Honorarsicherung

23.07.2018

Vorsicht bei der Herabsetzung von Vorschüssen

| Nach § 8 StBVV kann der Steuerberater von seinem Auftraggeber für die entstandenen und die voraussichtlich entstehenden Gebühren sowie Auslagen einen angemessenen Vorschuss fordern. Vorsicht ist geboten, wenn der Auftraggeber den Steuerberater bittet, die Vorschüsse zu senken, und dieser der Bitte entspricht. Dies kann nicht nur zu einer Beschränkung des ziffernmäßigen Vorschusses führen, sondern auch zur Beschränkung des Honorars (OLG München 13.12.17, 15 U 886/17). |

Sachverhalt

Der Auftraggeber hatte den Steuerberater bereits vor Auftragserteilung darauf hingewiesen, dass keine höheren Kosten als diejenigen entstehen dürften, die der Vorberater in Rechnung gestellt hatte.
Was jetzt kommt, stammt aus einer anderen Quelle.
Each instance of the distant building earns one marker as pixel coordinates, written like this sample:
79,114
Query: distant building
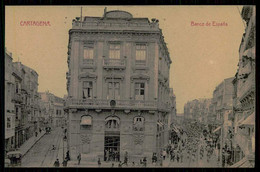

Nachdem der Auftraggeber die erste Rechnung des neuen Steuerberaters erhalten hatte, bat er sofort um ein Gespräch, in dessen Verlauf es darum ging, die Vorschüsse zu reduzieren, was dann auch geschah.

Entscheidungsgründe

Eine solche Einigung des Auftraggebers mit dem Steuerberater könne nach den §§ 133, 157 BGB dahingehend auszulegen sein, dass nicht nur der zunächst verlangte Vorschuss herabgesetzt, sondern zugleich eine Vereinbarung über die gesetzliche Vergütung des Steuerberaters getroffen wurde. Der Steuerberater hat sich nach Auffassung des Gerichts damit in Ausübung seines Ermessens an die Wahl des Gebührenrahmens gebunden. Somit müsse er in den rechtlichen Grenzen der StBVV den Honorarrahmen bis zu diesem Betrag nach Möglichkeit einhalten, soweit sich nicht nachträglich Änderungen gegenüber den im Zeitpunkt der Abrede vorgefundenen Bemessungsgrundlagen ergeben oder dem Steuerberater die Einhaltung dieses Richtwerts wegen eines besonders hohen Arbeitsanfalls unzumutbar sei.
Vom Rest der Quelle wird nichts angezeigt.